Ebbero cura di tornare alla festa il prima possibile per non destare sospetti, e per buona misura non si trattennero neanche un minuto più del necessario.
In poco meno di un’ora si ritrovarono dentro la carrozza in tre, diretti a Mayfair, con una Sarah molto infastidita dalla sceneggiata provocata dall’improvvisa venuta di suo fratello alla festa.
Dapprima tutto scorse come sempre. Alexander e Harvey cercarono di limitare le occhiatine al minimo e, per i primi tempi, la strategia parve funzionare.
Hector non si presentò più in villa, Alexander non sapeva se fosse già tornato a Parigi né avrebbe saputo dire se l’avrebbe visto mai più.
Soprattutto, però, sentiva gli occhi della Londra bene sempre addosso, appiccicati sulla pelle come un velo di sudore freddo che lo gelava.

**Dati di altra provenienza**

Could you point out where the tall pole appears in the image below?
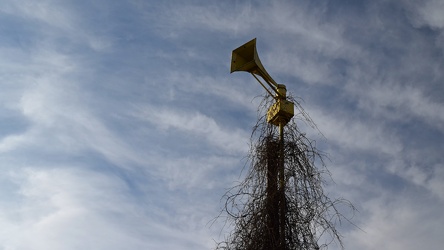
[278,122,286,250]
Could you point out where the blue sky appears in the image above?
[0,0,444,250]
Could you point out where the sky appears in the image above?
[0,0,444,250]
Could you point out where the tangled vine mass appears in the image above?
[216,97,355,250]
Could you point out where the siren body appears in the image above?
[230,38,294,126]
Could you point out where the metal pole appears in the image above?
[279,121,287,250]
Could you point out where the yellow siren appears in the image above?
[230,38,294,126]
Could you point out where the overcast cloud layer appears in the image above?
[0,0,444,250]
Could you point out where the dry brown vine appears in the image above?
[216,94,355,250]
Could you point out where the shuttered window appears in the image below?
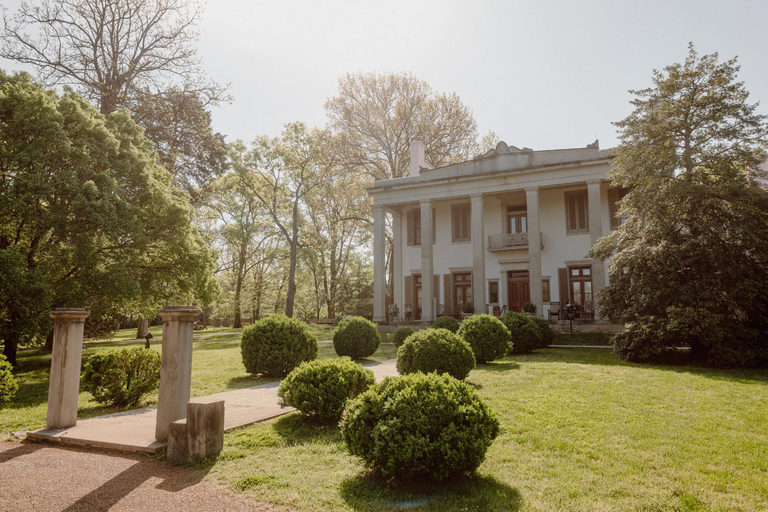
[565,190,589,233]
[451,204,471,242]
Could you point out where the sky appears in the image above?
[0,0,768,150]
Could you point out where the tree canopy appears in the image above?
[592,45,768,365]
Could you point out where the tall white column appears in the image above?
[373,206,387,322]
[155,306,200,441]
[45,308,91,428]
[525,187,544,316]
[392,210,405,312]
[470,194,488,313]
[587,180,605,316]
[420,199,434,323]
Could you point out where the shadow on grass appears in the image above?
[340,474,523,512]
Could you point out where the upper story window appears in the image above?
[451,204,472,242]
[608,187,629,229]
[565,190,589,233]
[406,208,436,245]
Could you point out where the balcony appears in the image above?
[488,233,544,252]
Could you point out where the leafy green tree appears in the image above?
[592,45,768,365]
[0,72,215,363]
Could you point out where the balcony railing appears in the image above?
[488,233,544,251]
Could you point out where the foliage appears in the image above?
[394,327,413,348]
[530,316,555,348]
[277,359,376,422]
[397,329,475,380]
[432,316,459,332]
[458,315,512,363]
[0,354,19,404]
[341,374,499,480]
[0,72,215,363]
[333,316,381,360]
[240,315,317,377]
[83,348,161,407]
[591,42,768,364]
[499,311,542,354]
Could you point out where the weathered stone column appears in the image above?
[419,199,434,323]
[45,308,91,428]
[525,187,544,316]
[155,306,200,441]
[373,206,387,322]
[587,180,605,318]
[470,194,488,313]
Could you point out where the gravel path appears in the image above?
[0,442,286,512]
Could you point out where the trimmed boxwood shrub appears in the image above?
[459,315,512,363]
[432,316,459,332]
[240,315,316,377]
[500,311,541,354]
[333,316,381,360]
[341,373,499,480]
[277,359,376,422]
[0,354,19,404]
[83,348,161,407]
[394,327,413,347]
[529,316,555,348]
[397,329,475,380]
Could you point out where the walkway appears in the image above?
[27,359,397,453]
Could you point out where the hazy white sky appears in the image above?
[0,0,768,149]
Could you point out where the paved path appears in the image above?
[27,359,397,453]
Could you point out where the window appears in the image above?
[608,187,629,229]
[565,190,589,233]
[451,204,471,242]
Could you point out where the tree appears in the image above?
[0,72,215,363]
[592,45,768,365]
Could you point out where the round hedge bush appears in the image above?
[394,327,413,348]
[458,315,512,363]
[240,315,317,377]
[333,316,381,360]
[397,329,475,380]
[529,316,555,348]
[432,316,459,332]
[341,373,499,480]
[0,354,19,404]
[277,359,376,423]
[500,311,541,354]
[83,347,162,407]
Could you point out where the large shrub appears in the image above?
[394,327,413,347]
[333,316,381,360]
[397,329,475,379]
[500,311,541,354]
[432,316,459,332]
[458,315,512,363]
[83,348,161,407]
[341,373,499,480]
[240,315,317,377]
[277,359,376,422]
[0,354,19,404]
[529,316,555,348]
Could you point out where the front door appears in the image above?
[508,270,531,312]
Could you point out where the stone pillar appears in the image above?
[587,180,605,318]
[392,210,405,308]
[525,187,544,316]
[420,199,435,323]
[470,194,488,313]
[45,308,91,428]
[155,306,200,441]
[373,206,387,322]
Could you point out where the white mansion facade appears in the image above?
[369,141,621,322]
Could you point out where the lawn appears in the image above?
[199,349,768,511]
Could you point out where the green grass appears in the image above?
[202,349,768,511]
[0,331,395,440]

Le voci non avevano smesso di girare, lo sapeva, ed era solo questione di tempo prima che la faccenda esplodesse e il loro castello di carte rovinasse a terra con un gran fracasso.
In genere, Alexander amava avere ragione. Era un piacere in cui si crogiolava.
Non quella volta.
Quella volta si trovavano insieme sul letto, dietro una porta chiusa a chiave. Lisbeth giocava nel giardino, Sarah era in cucina con Candace a tentare di imparare a preparare i muffin, tutto filava liscio come l’olio.
«Hector aveva ragione» mormorò Alexander in tono distratto, giocando con il colletto della camicia del compagno. «Aveva ragione, sai? Quella volta.»
Avvertì Harvey girarsi si un fianco per osservarlo. «Oh no, Alex–»
«Io ho sempre odiato il brandy.»
«Non–» il ragazzo inclinò la testa, confuso. «Aspetta, eh?»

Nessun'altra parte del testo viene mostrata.